Willow messages me. We haven’t spoken since she left my house that night. Something going. Something off. Again. Doesn’t matter. Didn’t matter, then, when we broke up before. She’s been calculating. I imagine. Needs to decide whether I’m a good idea. I don’t think so. Doesn’t matter still. She messages in the morning, wants to meet for coffee. Sounds awfully familiar. ‘Are you sure this is a good idea?’ I say, packing bag. Locking up. Takes a lot to drop the last washing up in the bowl. Peanut butter spoon, though, is all. I’ve been subsisting. Now everything’s empty. ‘I’m going to see Stephanie,’ I text her, stepping out of the door with my sister on the floor, in a bag. ‘You can meet me before I go.’
Willow, with a coffee. Willow, toffee hair and early-morning-just-brushed-teeth breath but things are yellow. Stained iodine. Things have never not been tainted. Willow with the dread of caffeine-pissing. We’re in Liverpool Street Station and Willow says, ‘This coffee’s terrible. Why couldn’t we meet somewhere else?’
‘I’ve got to catch a train.’
‘We could’ve met sooner.’
‘You’re the one who disappeared,’ I say. ‘You’ve not spoken to me for days, so why does it matter?’
She says, ‘I’m sorry.’
She says, ‘You’re not well.’
‘Do you think you took advantage of me?’ I ask.
Willow looks at me. Willow’s angry. Willow says, ‘Don’t you dare.’
I say, ‘Sorry. That was stupid.’ Pause. ‘You’re not missing out, anyway,’ I tell her. ‘How’s your boyfriend?’
‘He’s not my boyfriend.’
‘What happened?’
‘Nothing.’
‘It’s just that you’ve dyed your hair again.’
For a moment she’s quiet, then says, ‘I need the toilet.’
‘They’re pretty clean here, this early.’ Looking towards the bar. Fake wooden casks panel-pinned to the wall. ‘You don’t even have to buy anything.’
Willow leaves.
Willow comes back.
Willow says, ‘Why are you going to see Stephanie?’
‘The same reason you came here for this bad coffee,’ I say. ‘To apologise.’
I smile.
‘Is it really that easy for you?’ she says. ‘To clench your jaw and be a dick and act like you’re fine, when everything must be tearing you up inside?’
‘You didn’t seem to mind last week. Or the week before that.’
‘It wasn’t right,’ she says. ‘I thought I was helping. No, I don’t mean it like that.’
‘It’s fine.’
‘Stop saying that.’
‘You’ve got a boyfriend.’
‘Is that what you want? To be with me again?’
‘I want to forget.’
There’s a pause. Spoons clatter somewhere behind. Commuter overflow. Somewhere, an announcement caught in the throes of goodbye.
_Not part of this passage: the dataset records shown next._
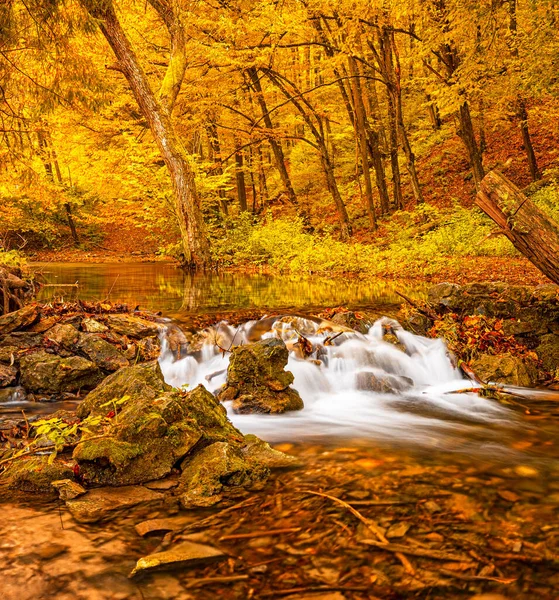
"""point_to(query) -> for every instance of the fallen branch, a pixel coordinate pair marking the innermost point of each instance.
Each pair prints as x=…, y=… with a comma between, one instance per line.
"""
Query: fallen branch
x=253, y=534
x=371, y=525
x=424, y=310
x=422, y=552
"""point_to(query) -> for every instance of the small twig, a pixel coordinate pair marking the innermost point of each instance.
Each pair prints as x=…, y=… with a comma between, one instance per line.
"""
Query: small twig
x=371, y=525
x=194, y=583
x=424, y=310
x=423, y=552
x=253, y=534
x=314, y=588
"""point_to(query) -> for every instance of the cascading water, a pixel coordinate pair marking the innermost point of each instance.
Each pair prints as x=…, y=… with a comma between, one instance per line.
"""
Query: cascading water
x=353, y=385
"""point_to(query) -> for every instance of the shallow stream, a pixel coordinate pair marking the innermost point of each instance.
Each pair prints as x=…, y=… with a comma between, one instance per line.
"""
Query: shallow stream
x=452, y=466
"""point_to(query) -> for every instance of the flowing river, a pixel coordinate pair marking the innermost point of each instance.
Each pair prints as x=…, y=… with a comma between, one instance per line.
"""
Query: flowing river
x=459, y=472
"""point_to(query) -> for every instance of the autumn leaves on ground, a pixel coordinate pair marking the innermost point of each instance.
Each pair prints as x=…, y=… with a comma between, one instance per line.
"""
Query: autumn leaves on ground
x=331, y=139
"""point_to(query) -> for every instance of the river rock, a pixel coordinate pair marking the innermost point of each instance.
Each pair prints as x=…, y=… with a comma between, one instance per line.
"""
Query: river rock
x=62, y=335
x=548, y=352
x=504, y=368
x=353, y=321
x=207, y=474
x=90, y=325
x=103, y=354
x=7, y=375
x=257, y=381
x=185, y=554
x=68, y=489
x=35, y=474
x=8, y=354
x=13, y=394
x=133, y=326
x=139, y=382
x=103, y=503
x=19, y=319
x=257, y=450
x=150, y=435
x=44, y=372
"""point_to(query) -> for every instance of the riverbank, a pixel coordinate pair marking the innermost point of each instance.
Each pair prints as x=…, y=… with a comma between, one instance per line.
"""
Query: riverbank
x=343, y=519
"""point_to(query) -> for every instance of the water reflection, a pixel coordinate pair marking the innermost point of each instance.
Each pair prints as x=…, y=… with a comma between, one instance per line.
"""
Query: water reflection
x=162, y=286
‘I spoke to your mother the other day,’ says Willow.
I say, ‘I know.’
‘You need to go see her.’
She touches my knee.
‘Wouldn’t it be better,’ says Willow, ‘rather than seeing your sister-in-law, to get some therapy? Get your head in the right place? You haven’t seen Stephanie since–’
‘I’m going to see my father, too.’
‘How long will you be?’
I don’t answer.
‘That’s good,’ says Willow. ‘But wouldn’t it make more sense to see your mother and Stephanie at the same time, since they both live near each other?’
‘I don’t know, Willow,’ I say angrily, scooping milk froth out of a tiny enamel jug on the table. ‘This is just how I’ve planned it. And anyway, why does it matter?’
Willow opens her bag. Takes out a small case. Opens that. Takes out a packet. Puts a pill in her mouth and swallows. ‘Want me to get you a glass of water?’ I ask.
She says, ‘I’m fine.’
My bag on the floor starts to shake. It’s almost time. Struggling to look her in the eye. Now who’s guilty? ‘You’ve got to stop saying that,’ I say. Willow smiles. I feel relaxed. It doesn’t–
Willow shouts. ‘Don’t you think you’d be coping better if you’d just fucking SCREAM? If you’d let yourself CRY?’
The bag on the floor is unzipping itself.
‘You’re infuriating,’ she says. ‘And I don’t know what to do.’
‘There’s no use in worrying,’ I tell her.
Something dark, twisted. Something bitter slides out. A shadow. I don’t follow it. I can see the clock in the foyer. I can see my sister standing under it.
‘What would you have done if you had been pregnant?’ I say.
‘I would have got an abortion.’
‘Exactly.’
I zip the bag back up.
‘And if your brother died,’ I ask, ‘then what?’
‘Well I wouldn’t go around fucking apologising for it,’ says Willow.
I stand. Shift the brown polyester chair to the side.
‘Actually,’ I say, shouldering my bag, ‘you’d wait. Then, eventually, you’d follow him.’